LargeBio track This track consists six matching tasks of large size. The Friedman test was applied to the F-measure obtained by each system over each alignment task. Figure 13 shows the corresponding CD diagram for this track. According to this plot, the group containing AML, XMap, YAM-BIO, LogMap, and LogMapBio are the best systems, and POMAP, SANOM, and KEPLER are the systems with lackluster performance in this track.

Fig. 13. Comparison of alignment systems participated in OAEI 2017 on the LargeBio track. The x-axis is the average rank of each system obtained by the Friedman test. Systems which are not significantly different from each other are connected by the red lines.

Multifarm track This track involves 55 matching tasks with ontologies from different languages. The Friedman test was applied to the F-measure obtained by each system over each task. The CD diagram depicting the outcome of the test is shown in Figure 14.

According to this graph, AML is exclusively the best alignment system in this track. LogMap, CroLOM, and KEPLER perform equally better than the remaining systems. At the other extreme, LogMapLite, XMap, and SANOM show a poor performance in this track, while WikiV3 ranks in between the two trios.

Fig. 14. Comparison of alignment systems participated in OAEI 2017 on the Conference track. The x-axis is the average rank of each system obtained by the Friedman test. Systems which are not significantly different from each other are connected by the red lines. 13

Lesson learned and suggestions

The lessons learned from running OAEI 2017 were the following: A) Like last year, this year we requested tool registration in June and preliminary submission of wrapped systems by the end of July, but were more strict in its enforcement. As a result, we recorded the smallest number of errors and incompatibilities with the SEALS client during the evaluation phase in recent OAEI editions.

B) As has been the trend, some system developers struggled to get their systems working with the SEALS client, mostly due to incompatible versions of libraries. While participation on the new HOBBIT track was relatively low due to the novelty of the HOBBIT platform and the short deadline for systems to adapt to it, the solution of using Docker containers to wrap systems seems promising, and we are already looking into phasing out the SEALS client in favour of the HOBBIT platform.

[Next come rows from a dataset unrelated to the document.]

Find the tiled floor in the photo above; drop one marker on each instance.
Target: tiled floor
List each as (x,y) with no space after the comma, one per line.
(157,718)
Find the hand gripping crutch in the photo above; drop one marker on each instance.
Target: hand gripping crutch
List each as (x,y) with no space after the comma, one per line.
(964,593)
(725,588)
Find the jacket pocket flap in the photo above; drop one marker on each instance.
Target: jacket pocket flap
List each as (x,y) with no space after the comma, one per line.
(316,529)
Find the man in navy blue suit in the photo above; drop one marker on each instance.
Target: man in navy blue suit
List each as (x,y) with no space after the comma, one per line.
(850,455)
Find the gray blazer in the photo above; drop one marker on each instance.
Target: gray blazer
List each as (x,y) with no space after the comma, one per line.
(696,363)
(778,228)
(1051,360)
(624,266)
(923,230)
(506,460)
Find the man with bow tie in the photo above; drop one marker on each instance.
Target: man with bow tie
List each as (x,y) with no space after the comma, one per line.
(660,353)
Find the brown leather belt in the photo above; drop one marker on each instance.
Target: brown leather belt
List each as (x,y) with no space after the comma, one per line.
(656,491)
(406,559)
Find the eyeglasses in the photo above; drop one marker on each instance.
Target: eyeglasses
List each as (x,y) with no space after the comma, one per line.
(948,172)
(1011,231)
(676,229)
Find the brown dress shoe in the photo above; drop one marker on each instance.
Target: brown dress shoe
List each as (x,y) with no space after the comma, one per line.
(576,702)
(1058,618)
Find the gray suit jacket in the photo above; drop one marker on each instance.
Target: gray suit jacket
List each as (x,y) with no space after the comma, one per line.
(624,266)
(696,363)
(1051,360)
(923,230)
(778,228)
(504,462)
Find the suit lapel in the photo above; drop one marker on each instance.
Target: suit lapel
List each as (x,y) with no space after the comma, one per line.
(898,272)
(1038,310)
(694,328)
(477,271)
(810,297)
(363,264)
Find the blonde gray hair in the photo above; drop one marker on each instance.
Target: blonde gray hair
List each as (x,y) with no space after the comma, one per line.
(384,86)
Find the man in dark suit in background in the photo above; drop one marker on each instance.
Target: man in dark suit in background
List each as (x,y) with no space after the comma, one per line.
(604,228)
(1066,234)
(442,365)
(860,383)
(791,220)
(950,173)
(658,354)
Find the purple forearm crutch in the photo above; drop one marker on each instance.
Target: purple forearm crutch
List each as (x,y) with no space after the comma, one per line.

C) While the number of participants this year was similar to that of recent years, their distribution through the tracks was uneven. The expressive ontologies tracks had no shortage of participants, and still a fair number participated in the more specialized multifarm track. However, participation in the interactive matching track and in the three instance matching tracks (process model, instance, and hobbit) was underwhelming. The latter is puzzling considering the prize sponsored by IBM Research for the system with the best performance across the instance matching tracks. Granted, the division of instance matching tracks between the SEALS client and the HOBBIT platform did not help their cause, as of the 7 total systems that participated in instance matching tasks, only 2 made both a SEALS and a HOBBIT submission. Nevertheless, the division between “traditional” ontology matching and instance matching is readily apparent, as only 2 systems have participated in both track families.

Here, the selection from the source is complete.